Whether you’re a competitive mountain biker, Peloton enthusiast or just enjoy the occasional weekend ride around town, chances are that you’ll have experienced some degree of foot pain as a result of cycling. In fact, foot pain from biking is so common that a 2006 study found that up to 85% of people experienced some form on non-traumatic injury from riding a bike.¹ Thankfully, there’s one often overlooked aspect of cycling that can make all the difference when it comes to preventing foot pain (and we’re about to break it down for you).
Cycling involves a massive amount of energy transfer from the legs, through our feet to the pedals,² often causing symptoms like hot burning sensations³, numbness and sharp pains on the undersides of the feet. These are frequently the result of the nerves in our feet traveling through a narrow space between the metatarsal heads⁴ (which you can think of as your feet’s “knuckles” or the balls of your feet). These narrow areas come into direct contact with our cycling cleats, exacerbating the issue and intensifying the pain. Long rides, warm weather and inflexible shoes can also cause our feet to swell, making matters even worse.
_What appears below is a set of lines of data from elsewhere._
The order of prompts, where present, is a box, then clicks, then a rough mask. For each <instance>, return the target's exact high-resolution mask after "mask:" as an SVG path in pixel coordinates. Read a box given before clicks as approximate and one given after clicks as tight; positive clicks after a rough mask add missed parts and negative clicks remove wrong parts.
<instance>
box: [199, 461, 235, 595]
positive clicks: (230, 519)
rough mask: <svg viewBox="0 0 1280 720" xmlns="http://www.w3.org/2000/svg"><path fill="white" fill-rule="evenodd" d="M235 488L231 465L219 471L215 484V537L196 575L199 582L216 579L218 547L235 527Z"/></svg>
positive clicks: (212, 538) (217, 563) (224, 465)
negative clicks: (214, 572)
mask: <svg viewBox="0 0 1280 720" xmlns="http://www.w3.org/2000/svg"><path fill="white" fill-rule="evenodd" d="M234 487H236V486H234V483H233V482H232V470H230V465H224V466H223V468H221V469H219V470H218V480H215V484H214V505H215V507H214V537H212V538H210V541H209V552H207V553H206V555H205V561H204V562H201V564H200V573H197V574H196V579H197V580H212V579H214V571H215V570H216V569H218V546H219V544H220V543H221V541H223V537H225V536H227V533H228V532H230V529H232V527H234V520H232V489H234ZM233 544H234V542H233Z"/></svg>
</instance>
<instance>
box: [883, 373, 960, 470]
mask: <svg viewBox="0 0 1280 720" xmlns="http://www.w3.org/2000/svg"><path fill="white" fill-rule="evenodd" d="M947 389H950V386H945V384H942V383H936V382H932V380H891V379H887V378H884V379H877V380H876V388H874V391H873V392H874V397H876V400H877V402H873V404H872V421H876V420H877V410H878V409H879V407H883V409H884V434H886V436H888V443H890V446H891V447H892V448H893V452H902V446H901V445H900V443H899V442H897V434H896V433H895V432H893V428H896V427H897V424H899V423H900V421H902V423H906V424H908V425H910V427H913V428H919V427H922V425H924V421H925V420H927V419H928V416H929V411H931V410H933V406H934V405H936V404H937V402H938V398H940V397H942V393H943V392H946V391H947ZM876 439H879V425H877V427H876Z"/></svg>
So, what’s the cure? You should start with the shoes. Wider shoes with a roomier front end and looser straps are less constrictive and allow for a better range of motion for the feet. While many cyclists choose stiffer shoes—such as carbon fiber models—as they cause less energy wastage and make for more efficient cycling, these can actually lead to increased hot spots and foot pain. One US study compared participants cycling at 400 watts output in two pairs of shoes of the same make and size, but one had plastic soles while the other had carbon fiber soles. During pedaling, the carbon fiber shoes produced peak plantar pressures 18% higher than those of plastic design.⁵ To summarize, firmer shoes increase the risk of irritation and potential injury.
A later, more comprehensive study outlined the following guidelines (amongst others) for cyclists to use when selecting their footwear:
- Cycling shoes should be selected to afford adequate width and support, especially in the forefoot area (bear in mind that the foot will swell significantly when cycling in warm/hot conditions).
- A stiffer soled shoe is not necessarily harmful provided that the footbed/insert is properly structured and contoured to help relieve plantar pressure.
- Simply using a flat padded insole in a shoe with a very stiff sole is unlikely to reduce foot pain – indeed, if the shoe is already a snug fit, it could increase it.
- When adjusting the upper straps of a cycling shoe, care should be taken to ensure that over-tightening doesn’t occur.
In essence, finding the perfect shoe to cycle in is just as important as finding the perfect shoe to wear all day at work, go on a long run, hike a trail or play on turf. Our feet need different types of support during various activities and skimping on thoroughly testing out the right types of shoes, not taking regular breaks during activity or not paying attention to how your feet look and feel could have some serious consequences.
And one more pro tip: test out cycling cleats at the end of the day when your feet are naturally more swollen. This will replicate how your feet might feel after a long biking session.
Of course, if you experience any type of persistent foot pain or irritation, it’s best to consult with a doctor.